Desde a fundação, em abril daquele ano, a Educa Vinhos formou 1.700 alunos em quase todos os setores da cadeia de produção: plantação de vinhedos, comércio físico e digital, além de projetos de tecnologia com foco no vinho.

No pacote ao custo de R$ 3,5 mil estão aulas ao vivo, outras gravadas, atividades de networking que conectam possíveis fornecedores com comerciantes e tutoria para novos negócios. A empresa deve desenvolver neste ano cursos para qualificar bares e restaurantes que pretendem inserir o vinho na carta de opções ao cliente.

"A ideia é aumentar a cultura do vinho por todas as frentes. Hoje, o concorrente do vinho brasileiro é a cerveja", diz Bertolini.

Lilian e André Junqueira, sócios da AmeVino — Foto: Arte g1/Divulgação
Lilian e André Junqueira, sócios da AmeVino — Foto: Arte g1/Divulgação

Do Educa Vinhos saíram projetos como a AmeVino, que começou como um pequeno e-commerce e deu um passo adiante ao desenvolver um rótulo próprio, chamado Aviatore. A inspiração vem dos próprios sócios, André e Lilian Junqueira, que são piloto e comissária de bordo.

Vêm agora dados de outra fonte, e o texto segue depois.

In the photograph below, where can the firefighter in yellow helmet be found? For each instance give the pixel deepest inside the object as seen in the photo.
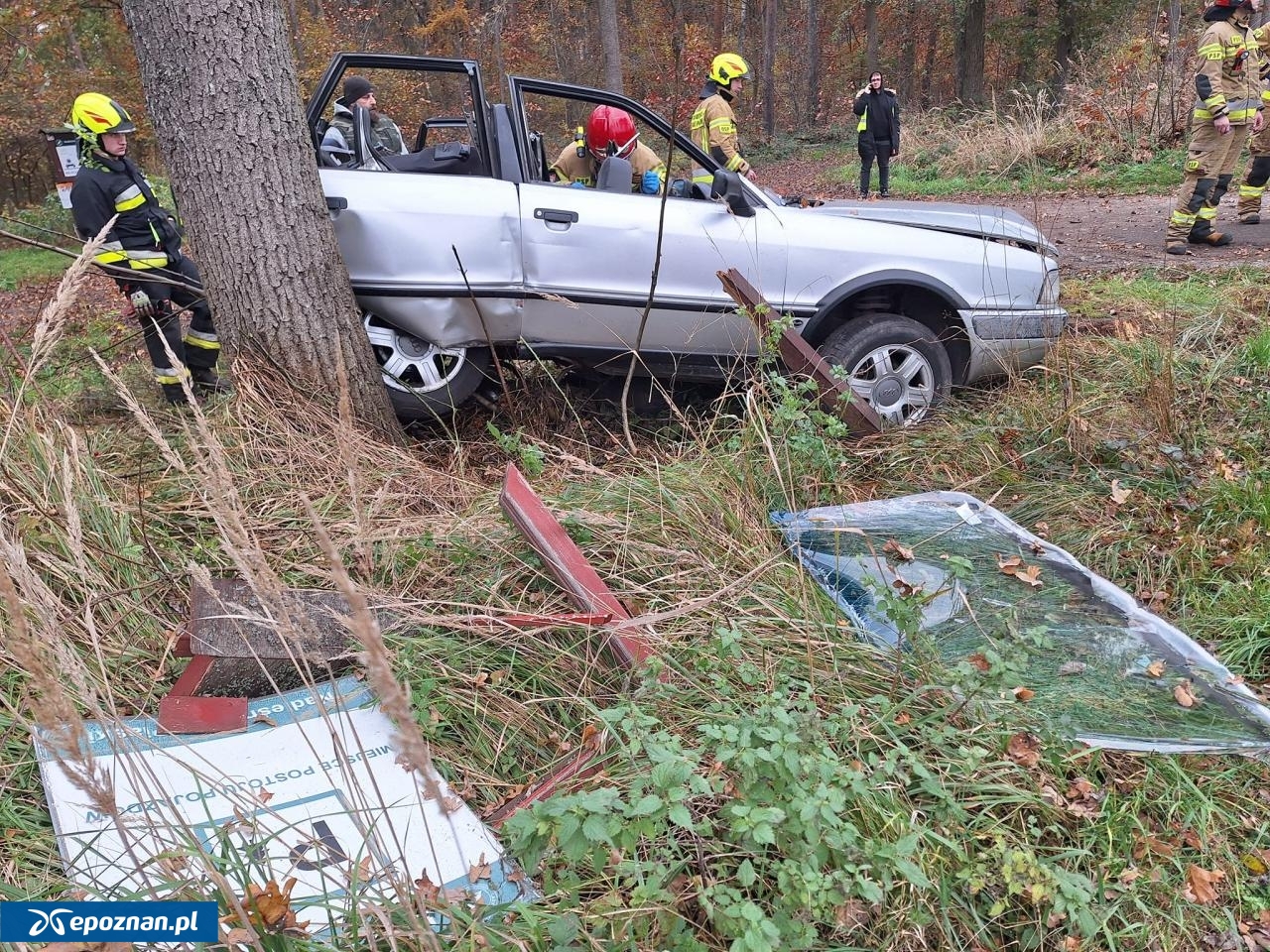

A vontade de trabalhar com vinho era antiga, mas a empresa começou a tomar forma em meados de 2020, quando o setor de aviação foi paralisado pela pandemia. Hoje, o casal concilia os dois trabalhos.

"A galera da aviação é muito identificada com o que faz e nós juntamos duas paixões. Aviador gosta de vinho, tem poder aquisitivo e acaba consumindo muito", diz Lilian.

Ao estilo "item de colecionador", as garrafas do Aviatore são numeradas e a produção foi limitada a 300 unidades. Os primeiros exemplares do "blend" (jargão para a mistura de uvas do vinho) de petit verdot, merlot e cabernet sauvignon, plantadas no Rio Grande do Sul, foram vendidas por R$ 249, mas agora custam R$ 299.

"Nosso foco inicial era o e-commerce, mas estamos de olho no mercado e encontramos um diferencial nesse nicho. Devemos ter três novos rótulos ainda este ano", afirma André.